1997 Volume 12 Issue 2 Pages 85-91
The absorption, metabolism and excretion of nucleoside analogue, lamivudine, were investigated after a single oral administration of 3H-lamivudine to rats at a dose of 2 mg/kg.
1. The total radioactivity in plasma reached the maximum at about 1 hour after oral administration, and declined rapidly with a half-life of about 2 hours. The absorption of 3H-lamivudine after oral administration was slightly decreased by feeding. 3H-lamivudine was well absorbed in each site of small intestine but not stomach.
2. The concentrations of unchanged drug in plasma reached the maximum within 1 hour after oral administration of lamivudine at 2 mg/kg, and declined rapidly with a half-life of about 1 hour. The bioavailability accounted for 81.9% and 76.7% in male and female rats, respectively. Significant linearity of AUC was observed at the dose range of 2 to 10 mg/kg in male rats.
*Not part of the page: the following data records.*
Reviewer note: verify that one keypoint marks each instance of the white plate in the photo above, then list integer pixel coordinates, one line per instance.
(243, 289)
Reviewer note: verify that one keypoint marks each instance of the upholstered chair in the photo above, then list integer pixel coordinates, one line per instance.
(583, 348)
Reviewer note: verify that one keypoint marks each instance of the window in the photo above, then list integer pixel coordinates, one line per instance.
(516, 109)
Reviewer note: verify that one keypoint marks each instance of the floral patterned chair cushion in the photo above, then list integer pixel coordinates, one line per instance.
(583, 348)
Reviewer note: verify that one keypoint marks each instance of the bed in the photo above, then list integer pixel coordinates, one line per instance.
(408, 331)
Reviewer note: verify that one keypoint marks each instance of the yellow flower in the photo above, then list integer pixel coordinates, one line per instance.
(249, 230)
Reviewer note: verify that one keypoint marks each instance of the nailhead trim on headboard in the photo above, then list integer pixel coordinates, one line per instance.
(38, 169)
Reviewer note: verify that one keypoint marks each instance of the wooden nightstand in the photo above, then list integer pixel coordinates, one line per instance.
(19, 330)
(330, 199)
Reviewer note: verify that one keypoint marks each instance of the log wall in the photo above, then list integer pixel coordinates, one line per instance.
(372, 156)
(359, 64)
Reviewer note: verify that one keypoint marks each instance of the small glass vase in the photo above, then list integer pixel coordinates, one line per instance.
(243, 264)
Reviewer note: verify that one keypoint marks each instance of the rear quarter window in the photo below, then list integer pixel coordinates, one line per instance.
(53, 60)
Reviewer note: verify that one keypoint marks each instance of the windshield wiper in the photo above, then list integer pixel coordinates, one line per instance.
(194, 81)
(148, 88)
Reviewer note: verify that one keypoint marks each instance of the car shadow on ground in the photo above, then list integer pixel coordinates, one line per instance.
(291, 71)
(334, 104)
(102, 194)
3. The excreted radioactivity in male and female rats was 69.3% and 74.1% of the dose in urine and 29.1% and 23.7% in feces, respectively, up to 168 hours after oral administration. The majority of the dosed radioactivity was excreted into urine within 24 hours post dose. Less than 1 % of the dose was recovered in the bile within 48 hours post dose.
4. Radio-HPLC analysis of the collected urine indicated that virtually all of the radioactivity in the urine consisted of the unchanged lamivudine.